I just got my ss gear sleave for my penn 6/0. But the handle screw won't fit it. Screw has a smaller diameter to thread properly. The reel I have is the black plates and post version. So do I just find a screw that'll fit it or is the another option? Also the handle seems it won't seat properly as well. I did buy this reel used.

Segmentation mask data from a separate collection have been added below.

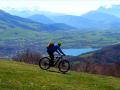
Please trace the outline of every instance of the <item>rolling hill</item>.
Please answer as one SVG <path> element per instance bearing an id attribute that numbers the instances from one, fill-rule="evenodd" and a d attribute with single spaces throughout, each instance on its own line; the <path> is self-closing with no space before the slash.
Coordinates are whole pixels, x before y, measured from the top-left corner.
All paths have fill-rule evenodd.
<path id="1" fill-rule="evenodd" d="M 97 24 L 96 28 L 100 28 L 102 29 L 119 29 L 120 26 L 120 18 L 111 15 L 111 14 L 107 14 L 107 13 L 103 13 L 103 12 L 99 12 L 99 11 L 91 11 L 88 12 L 84 15 L 82 15 L 82 17 L 95 21 Z M 101 27 L 102 26 L 102 27 Z"/>
<path id="2" fill-rule="evenodd" d="M 120 78 L 55 69 L 0 60 L 0 90 L 120 90 Z"/>
<path id="3" fill-rule="evenodd" d="M 24 29 L 24 30 L 47 30 L 47 26 L 42 23 L 34 22 L 30 19 L 10 15 L 0 10 L 0 29 Z"/>
<path id="4" fill-rule="evenodd" d="M 97 51 L 81 55 L 89 61 L 100 64 L 113 64 L 120 62 L 120 44 L 106 46 Z"/>
<path id="5" fill-rule="evenodd" d="M 72 27 L 76 27 L 78 29 L 88 29 L 96 25 L 94 21 L 83 18 L 81 16 L 58 15 L 58 16 L 50 16 L 49 18 L 54 22 L 64 23 Z"/>
<path id="6" fill-rule="evenodd" d="M 35 50 L 42 51 L 41 49 L 45 49 L 50 40 L 64 42 L 63 48 L 99 48 L 120 41 L 120 31 L 117 27 L 109 27 L 106 30 L 101 28 L 76 29 L 72 26 L 73 22 L 81 28 L 96 27 L 97 25 L 96 22 L 93 24 L 91 20 L 80 16 L 63 15 L 59 19 L 63 19 L 64 22 L 71 23 L 71 25 L 43 24 L 0 11 L 0 57 L 11 56 L 10 54 L 18 50 L 33 49 L 33 47 Z"/>
<path id="7" fill-rule="evenodd" d="M 9 11 L 9 10 L 8 10 Z M 120 29 L 120 5 L 113 5 L 110 8 L 100 7 L 95 11 L 91 11 L 85 13 L 84 15 L 76 16 L 76 15 L 65 15 L 62 13 L 53 13 L 53 12 L 46 12 L 46 11 L 24 11 L 28 18 L 31 16 L 36 16 L 37 19 L 35 21 L 41 20 L 41 18 L 46 17 L 47 20 L 52 20 L 56 23 L 64 23 L 70 25 L 72 27 L 76 27 L 78 29 L 84 30 L 110 30 L 110 29 Z M 10 13 L 15 13 L 18 16 L 21 15 L 22 12 L 17 10 L 10 10 Z M 41 14 L 43 16 L 41 16 Z M 42 20 L 43 21 L 43 20 Z M 47 21 L 44 23 L 47 23 Z M 101 27 L 102 26 L 102 27 Z"/>
<path id="8" fill-rule="evenodd" d="M 60 24 L 61 25 L 61 24 Z M 68 25 L 66 25 L 68 26 Z M 54 31 L 56 26 L 46 25 L 43 23 L 38 23 L 27 18 L 22 18 L 18 16 L 10 15 L 2 10 L 0 10 L 0 29 L 24 29 L 24 30 L 33 30 L 33 31 Z M 65 27 L 66 28 L 66 27 Z M 58 27 L 57 30 L 65 29 L 64 26 Z M 71 27 L 68 26 L 70 29 Z"/>
<path id="9" fill-rule="evenodd" d="M 50 16 L 51 20 L 57 23 L 65 23 L 71 25 L 78 29 L 84 30 L 110 30 L 110 29 L 119 29 L 120 18 L 99 12 L 91 11 L 81 16 L 73 15 L 59 15 L 59 16 Z M 102 27 L 101 27 L 102 26 Z"/>
<path id="10" fill-rule="evenodd" d="M 37 22 L 44 23 L 44 24 L 53 24 L 53 23 L 55 23 L 52 20 L 50 20 L 48 17 L 46 17 L 45 15 L 32 15 L 32 16 L 30 16 L 28 18 L 33 20 L 33 21 L 37 21 Z"/>
<path id="11" fill-rule="evenodd" d="M 0 57 L 11 56 L 26 48 L 41 50 L 53 38 L 52 32 L 70 29 L 65 24 L 46 25 L 0 10 Z"/>
<path id="12" fill-rule="evenodd" d="M 101 22 L 101 23 L 115 22 L 115 21 L 120 22 L 120 20 L 119 20 L 120 18 L 118 18 L 118 17 L 116 17 L 114 15 L 102 13 L 102 12 L 99 12 L 99 11 L 88 12 L 88 13 L 82 15 L 82 17 L 87 18 L 89 20 L 94 20 L 94 21 L 97 21 L 97 22 Z"/>

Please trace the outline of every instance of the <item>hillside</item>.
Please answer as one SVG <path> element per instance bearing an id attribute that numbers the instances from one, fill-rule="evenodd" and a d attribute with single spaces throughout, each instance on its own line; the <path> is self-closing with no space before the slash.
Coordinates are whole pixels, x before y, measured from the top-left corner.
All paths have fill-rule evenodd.
<path id="1" fill-rule="evenodd" d="M 47 16 L 57 23 L 64 23 L 78 30 L 110 30 L 119 29 L 120 18 L 109 13 L 100 12 L 99 10 L 90 11 L 81 16 L 75 15 L 56 15 Z"/>
<path id="2" fill-rule="evenodd" d="M 120 26 L 119 26 L 120 18 L 118 18 L 114 15 L 111 15 L 111 14 L 107 14 L 107 13 L 103 13 L 103 12 L 99 12 L 99 11 L 91 11 L 91 12 L 88 12 L 88 13 L 82 15 L 82 17 L 86 18 L 88 20 L 95 21 L 96 22 L 95 28 L 100 28 L 101 30 L 102 29 L 110 30 L 110 29 L 120 28 Z M 95 18 L 95 17 L 97 17 L 97 18 Z"/>
<path id="3" fill-rule="evenodd" d="M 18 50 L 33 49 L 33 47 L 34 50 L 42 51 L 41 48 L 46 49 L 50 40 L 62 41 L 63 48 L 101 48 L 120 41 L 120 31 L 117 29 L 119 24 L 116 24 L 118 27 L 115 28 L 109 27 L 109 30 L 92 28 L 91 31 L 90 28 L 76 29 L 69 25 L 74 22 L 81 28 L 87 27 L 88 24 L 90 27 L 92 25 L 96 27 L 91 20 L 71 15 L 61 15 L 62 17 L 57 19 L 57 16 L 55 16 L 56 20 L 61 19 L 68 25 L 63 23 L 46 25 L 0 10 L 0 56 L 12 56 Z M 101 27 L 101 24 L 99 26 Z"/>
<path id="4" fill-rule="evenodd" d="M 64 26 L 62 28 L 58 27 L 57 30 L 66 29 L 66 27 L 65 28 Z M 68 26 L 68 28 L 70 29 L 71 27 Z M 24 30 L 33 30 L 33 31 L 50 31 L 50 30 L 54 31 L 56 30 L 56 25 L 54 26 L 54 25 L 47 25 L 42 22 L 41 23 L 35 22 L 35 21 L 32 21 L 31 19 L 14 16 L 5 11 L 0 10 L 0 30 L 1 29 L 2 30 L 11 30 L 11 29 L 23 30 L 24 29 Z"/>
<path id="5" fill-rule="evenodd" d="M 58 16 L 49 16 L 51 20 L 57 23 L 64 23 L 72 27 L 79 29 L 88 29 L 96 26 L 96 22 L 83 18 L 81 16 L 73 15 L 58 15 Z"/>
<path id="6" fill-rule="evenodd" d="M 36 65 L 0 60 L 0 90 L 120 90 L 120 78 L 70 71 L 44 71 Z"/>
<path id="7" fill-rule="evenodd" d="M 50 32 L 70 29 L 65 24 L 46 25 L 0 10 L 0 57 L 31 47 L 40 51 L 53 36 Z"/>
<path id="8" fill-rule="evenodd" d="M 28 18 L 33 18 L 35 21 L 44 21 L 48 23 L 51 20 L 56 23 L 64 23 L 72 27 L 86 30 L 110 30 L 110 29 L 120 29 L 120 5 L 113 5 L 110 8 L 100 7 L 95 11 L 90 11 L 81 16 L 77 15 L 65 15 L 62 13 L 52 13 L 45 11 L 17 11 L 8 10 L 10 13 L 16 13 L 18 16 L 26 16 Z M 26 15 L 21 15 L 25 14 Z M 46 18 L 47 17 L 47 18 Z M 44 20 L 43 20 L 44 18 Z M 46 21 L 46 22 L 45 22 Z M 101 27 L 102 26 L 102 27 Z"/>
<path id="9" fill-rule="evenodd" d="M 99 12 L 99 11 L 88 12 L 88 13 L 82 15 L 82 17 L 87 18 L 89 20 L 98 21 L 98 22 L 101 22 L 101 23 L 118 22 L 118 21 L 120 22 L 120 18 L 118 18 L 114 15 Z M 97 17 L 97 18 L 95 18 L 95 17 Z"/>
<path id="10" fill-rule="evenodd" d="M 101 64 L 120 62 L 120 44 L 106 46 L 97 51 L 81 55 L 81 57 L 83 56 L 90 61 Z"/>
<path id="11" fill-rule="evenodd" d="M 48 17 L 46 17 L 45 15 L 32 15 L 32 16 L 30 16 L 28 18 L 30 18 L 33 21 L 37 21 L 37 22 L 44 23 L 44 24 L 53 24 L 53 23 L 55 23 L 52 20 L 50 20 Z"/>
<path id="12" fill-rule="evenodd" d="M 41 31 L 48 30 L 48 27 L 42 23 L 37 23 L 30 19 L 21 18 L 18 16 L 13 16 L 0 10 L 0 30 L 13 29 Z"/>

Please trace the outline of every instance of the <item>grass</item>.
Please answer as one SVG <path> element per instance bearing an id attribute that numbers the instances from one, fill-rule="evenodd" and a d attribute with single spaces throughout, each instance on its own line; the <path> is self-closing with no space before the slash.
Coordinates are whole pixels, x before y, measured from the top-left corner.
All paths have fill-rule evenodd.
<path id="1" fill-rule="evenodd" d="M 0 60 L 0 90 L 120 90 L 120 78 L 70 71 L 41 70 L 38 65 Z"/>

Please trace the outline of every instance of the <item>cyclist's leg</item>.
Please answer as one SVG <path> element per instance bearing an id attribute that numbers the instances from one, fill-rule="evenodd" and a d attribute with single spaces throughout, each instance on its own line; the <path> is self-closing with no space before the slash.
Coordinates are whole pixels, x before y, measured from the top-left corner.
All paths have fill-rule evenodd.
<path id="1" fill-rule="evenodd" d="M 50 65 L 53 65 L 53 61 L 54 61 L 54 53 L 53 52 L 48 52 L 49 56 L 50 56 Z"/>
<path id="2" fill-rule="evenodd" d="M 50 58 L 51 58 L 51 65 L 53 66 L 54 64 L 54 54 L 53 53 L 50 53 Z"/>

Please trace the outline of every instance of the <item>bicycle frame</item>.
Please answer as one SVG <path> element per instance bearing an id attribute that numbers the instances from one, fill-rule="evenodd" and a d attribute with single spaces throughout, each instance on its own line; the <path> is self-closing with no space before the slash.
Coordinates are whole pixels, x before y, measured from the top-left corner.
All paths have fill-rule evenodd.
<path id="1" fill-rule="evenodd" d="M 47 60 L 47 63 L 46 63 L 46 61 L 44 61 L 44 59 Z M 49 60 L 49 63 L 48 63 L 48 60 Z M 43 64 L 41 63 L 42 61 L 44 62 Z M 67 65 L 65 65 L 65 64 L 67 64 Z M 46 67 L 46 65 L 47 65 L 47 67 Z M 43 57 L 39 61 L 39 67 L 43 70 L 47 70 L 50 67 L 55 67 L 55 68 L 58 68 L 59 71 L 61 71 L 63 73 L 66 73 L 70 69 L 70 63 L 69 63 L 69 61 L 63 59 L 62 55 L 61 56 L 56 56 L 56 58 L 53 61 L 53 65 L 50 64 L 50 58 L 49 57 Z"/>
<path id="2" fill-rule="evenodd" d="M 60 57 L 58 56 L 57 58 L 58 58 L 58 59 L 56 59 L 56 60 L 54 59 L 54 60 L 55 60 L 54 63 L 53 63 L 54 66 L 56 66 L 57 63 L 60 62 L 63 57 L 62 57 L 62 56 L 60 56 Z"/>

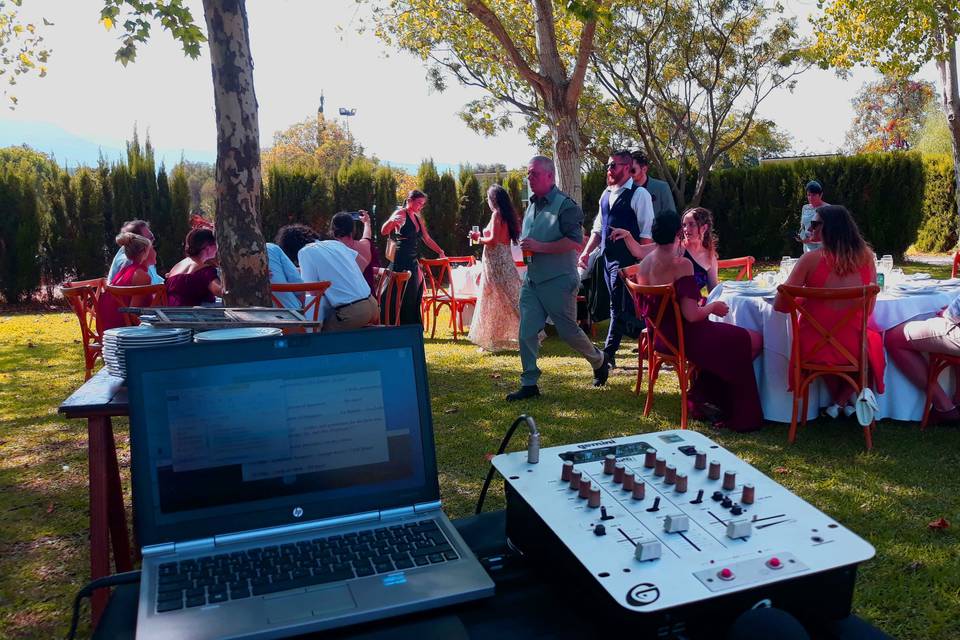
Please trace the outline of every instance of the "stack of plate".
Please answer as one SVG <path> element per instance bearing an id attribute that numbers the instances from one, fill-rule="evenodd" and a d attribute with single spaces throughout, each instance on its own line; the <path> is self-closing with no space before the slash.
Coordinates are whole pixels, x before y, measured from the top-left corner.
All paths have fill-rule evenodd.
<path id="1" fill-rule="evenodd" d="M 937 280 L 914 280 L 909 282 L 901 282 L 892 287 L 887 287 L 887 292 L 892 293 L 893 295 L 901 296 L 929 295 L 933 293 L 940 293 L 940 283 Z"/>
<path id="2" fill-rule="evenodd" d="M 723 283 L 724 290 L 735 296 L 756 296 L 767 298 L 777 294 L 777 288 L 763 284 L 758 280 L 728 280 Z"/>
<path id="3" fill-rule="evenodd" d="M 103 361 L 110 375 L 127 377 L 128 349 L 190 343 L 190 329 L 158 329 L 150 325 L 119 327 L 103 332 Z"/>
<path id="4" fill-rule="evenodd" d="M 215 329 L 204 331 L 193 337 L 194 342 L 223 342 L 225 340 L 250 340 L 279 336 L 283 331 L 276 327 L 237 327 L 236 329 Z"/>

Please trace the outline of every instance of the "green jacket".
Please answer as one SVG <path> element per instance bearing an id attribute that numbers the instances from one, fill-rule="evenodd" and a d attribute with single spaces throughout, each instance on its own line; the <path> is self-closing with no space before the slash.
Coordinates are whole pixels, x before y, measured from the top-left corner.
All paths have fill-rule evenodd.
<path id="1" fill-rule="evenodd" d="M 520 239 L 556 242 L 570 238 L 583 242 L 583 211 L 580 205 L 556 186 L 542 198 L 530 196 L 523 215 Z M 577 251 L 535 253 L 527 265 L 527 278 L 540 283 L 564 275 L 577 276 Z"/>

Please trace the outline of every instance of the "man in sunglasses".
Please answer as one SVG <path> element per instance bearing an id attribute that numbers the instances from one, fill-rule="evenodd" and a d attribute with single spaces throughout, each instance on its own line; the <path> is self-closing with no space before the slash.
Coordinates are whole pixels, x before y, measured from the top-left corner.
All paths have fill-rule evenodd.
<path id="1" fill-rule="evenodd" d="M 823 187 L 816 180 L 807 183 L 807 204 L 800 210 L 800 233 L 797 238 L 803 243 L 803 252 L 820 248 L 819 242 L 813 238 L 813 220 L 816 217 L 817 207 L 827 204 L 823 201 Z"/>
<path id="2" fill-rule="evenodd" d="M 633 158 L 629 151 L 616 151 L 610 155 L 607 163 L 607 188 L 600 196 L 600 213 L 593 219 L 590 240 L 580 254 L 580 266 L 585 267 L 590 253 L 599 245 L 604 259 L 604 276 L 607 290 L 610 291 L 610 329 L 603 352 L 610 362 L 615 364 L 617 349 L 624 334 L 624 310 L 633 304 L 628 298 L 623 280 L 620 279 L 621 267 L 636 264 L 623 240 L 610 240 L 611 229 L 626 229 L 640 244 L 652 242 L 653 202 L 650 193 L 636 184 L 631 177 Z M 594 386 L 601 386 L 605 380 L 594 379 Z"/>
<path id="3" fill-rule="evenodd" d="M 663 180 L 657 180 L 647 175 L 650 169 L 650 161 L 647 160 L 647 155 L 643 151 L 637 150 L 630 156 L 633 158 L 633 181 L 650 192 L 650 199 L 653 201 L 653 216 L 657 217 L 667 211 L 678 213 L 670 185 Z"/>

I did just order a new handle and handle screw, it seems that whoever had this before replaced the gear sleave with one from a 4/0, maybe that's why it won't fit right.


----------



## Pompano Joe (Jan 28, 2009)

My suggestion is to double check you part numbers. If you're sure you've got a 114 gear sleeve, sure sounds you got the wrong handle and screw. Should be a number stamped into each of those parts. Let us know what you find. The 4/0 numbers would be 113. Feel free to call me tomorrow and I'll talk through it with you. 

[email protected]


----------



## TNshark (Aug 9, 2015)

thanks joe, the handle and screw fit on my 4/0 I have. I just tried them on it since I couldn't find a number on them. I did order new handle and screw. Hopefully that'll fix the issue. If I have anymore issues I'll give you a call. Thanks again.


----------



## TNshark (Aug 9, 2015)

I'm waiting on the parts from Scott's. The screw in it says 23-555, and the actual screw I need is 23-116. So whoever had this before did an awesome job at "repairing" it. But everything else inside looks fine, like I said before I find order new drag washer kit and new ss gear sleave. so it should be good to go next week.


----------